Since I opened this random walk with a book which I am currently reading but not recommending, I will close with a book I read a few years ago which I can highly recommend:  Mr. Penumbra’s 24-Hour Bookstore by Robin Sloan.3   I do not recall that it prompted me to database any particular plant species, but my husband is convinced that if one would map my random walk through the herbarium’s specimens — just as the protagonist in the bookstore maps the books purchased/borrowed by particular (and peculiar) customers  — a great mystery will be revealed.

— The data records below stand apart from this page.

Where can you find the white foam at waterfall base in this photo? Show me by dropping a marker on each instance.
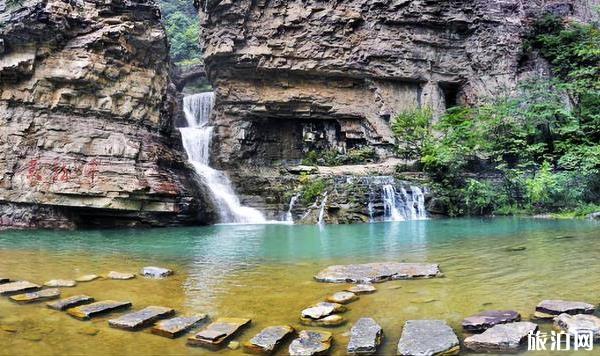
(196, 142)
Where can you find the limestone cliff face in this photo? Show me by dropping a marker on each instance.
(292, 75)
(86, 136)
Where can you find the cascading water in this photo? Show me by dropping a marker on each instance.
(196, 139)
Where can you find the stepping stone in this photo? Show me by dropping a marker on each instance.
(362, 289)
(120, 276)
(45, 294)
(342, 297)
(18, 288)
(87, 278)
(60, 283)
(331, 320)
(501, 338)
(365, 337)
(268, 340)
(578, 324)
(548, 309)
(141, 318)
(216, 334)
(88, 311)
(311, 342)
(175, 327)
(428, 337)
(377, 272)
(323, 309)
(485, 320)
(156, 272)
(70, 302)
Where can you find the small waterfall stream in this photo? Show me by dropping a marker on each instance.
(196, 139)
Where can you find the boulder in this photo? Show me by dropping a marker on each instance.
(311, 342)
(501, 338)
(428, 337)
(578, 324)
(486, 319)
(365, 337)
(178, 326)
(268, 340)
(548, 309)
(377, 272)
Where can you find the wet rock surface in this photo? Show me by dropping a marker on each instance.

Personally, I just hope to find a single birthday vascular plant of my own.

Find your birthday plant

Find plants collected on your birthday in the NCU Herbarium collection

What to find
YYYY dash MM dash DD
two letter code, e.g., NC

 

DISCLAIMER:  While the Herbarium is worldwide in scope, our databasing efforts in the vascular plant collection have focused on specimens collected in the Southeastern United States.  We may well have a specimen from your year/state/county, but it has yet to be cataloged.

 

 

SOURCES & NOTES:
1. On a happier note, the new bridge construction included a great canoe access point on the Orange County side of the bridge, making the Haw River Paddle Trail from Saxapahaw to Union Bridge a very easy afternoon trip.
2. LeGrand, H., B. Sorrie, and T. Howard. 2023. Vascular Plants of North Carolina [Internet]. Raleigh (NC): North Carolina Biodiversity Project and North Carolina State Parks. Available from https://auth1.dpr.ncparks.gov/flora/index.php.
3  I do recommend borrowing Mr. Penumbra’s 24-Hour Bookstore out of the library as a hard-copy book instead of reading it on an electronic device.  The cover has a hidden surprise which I discovered in the middle of the night.